This was originally written and posted here on March 25, 2015.
Roller derby is just as much a mental sport as it is a physical one. Your attitude can make or break your momentum and progress.
Negative self-talk will slow you down. Comparing yourself to others will cripple you.
These are easy habits to get into. Especially when you are starting. Especially when you are skating practices with people of various skill levels. These habits are something you need to throw in the garbage disposal and annihilate as soon as possible.
Stop telling yourself that you cannot, or you will not.
For the longest time I thought I “would never” learn a skill or ability. Specific to my own skating abilities, transitions and mohawking were my nemesis for what seemed like the longest time. Months after my fellow skaters in boot camp had learned and executed these abilities just fine I was still struggling. I was convinced it just wouldn’t happen for me. I couldn’t and didn’t give up, though. If I wanted to continue to progress I had to set goals and avidly work towards them. I spent my down time at practice trying the skills I was struggling with. I went to open skates. I spent some nights in my driveway practicing. I stretched more. I researched. Eventually at practice it happened. Not once, but many times. Today these are two of my favorite skills and the foundation in my jamming arsenal. If you catch yourself saying that you cannot, correct yourself and if you have to say something… say that you are working on it.
Never, never, never give up. — Winston Churchill
It’s hard when you feel like your progress isn’t happening as quickly as it should. It’s hard to watch people learn at different rates. But, it happens and it will continue to happen your entire derby career. It’s not just happening to you though. Everyone has felt this way about people in their lives at some point. Some people can watch a drill once and flawlessly execute it on their first try. Most can’t. Even those people you idolize mess. things. up. Those skaters do struggle and have struggled just like you!
No good will come from comparing yourself to others.
It will not help you accomplish your goals. In fact, it can damage your self worth and your progression. Look to yourself instead. Compare this practice to the last. Compare this month to the previous. Look at how far you’ve come! Remember when you could barely cross over? Remember when you couldn’t pick your leg up during stretches, or else you would fall? Celebrate your accomplishments, no matter how big or small. Did you increase your 27 in 5 time by a few seconds? Great! Did you not fall when one of the hardest hitters on your team tried to knock you down? Heck yeah! Did you ALMOST land an apex jump? Awesome! You tried something a lot of people wouldn’t have the guts to do. (My first attempted apex jump went horribly awry, but NO ONE cared it went wrong except ME. Every time I do happen to land one my league mates cheer and it feels great and I wouldn’t get those amazing feelings if I didn’t try it despite past failures.) Celebrate it all.

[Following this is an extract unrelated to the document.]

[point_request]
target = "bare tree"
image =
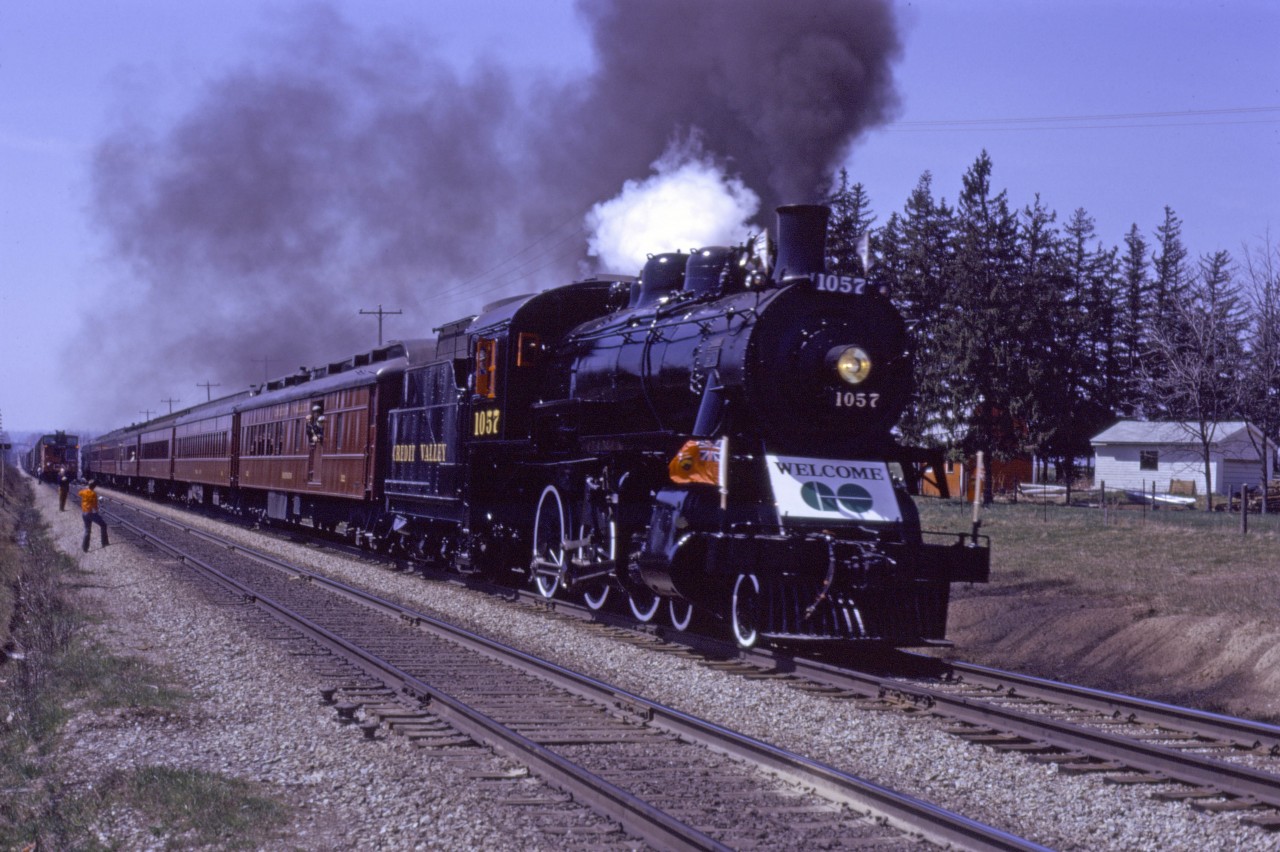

My favorite way to stay on the positivity track is to keep a notebook.
When another person compliments you, ACCEPT THE COMPLIMENT (very important), and write it down. Try to keep the exact phrasing if you can remember. You can date it too, if you’d like. I actually kept mine dated so I could see the progress and changes I was making through other’s eyes. When you accomplish something big or small, write it down too. This will serve as proof when you feel like things are too difficult or like you are unaccomplished. Celebrate yourself frequently and all the things you’ve done and will continue to do.
Positivity has such a huge impact that I think a lot of people fail to notice, or don’t notice quickly enough. When you are in a positive mental space, it’s easier to learn and it’s easier to achieve. If you start to feel yourself get frustrated and slip, give yourself a moment, shake it off (if you practice with me, you will see me literally stop during a drill, shake my head, my arms, my legs, take a deep breath, and then try again) and start anew.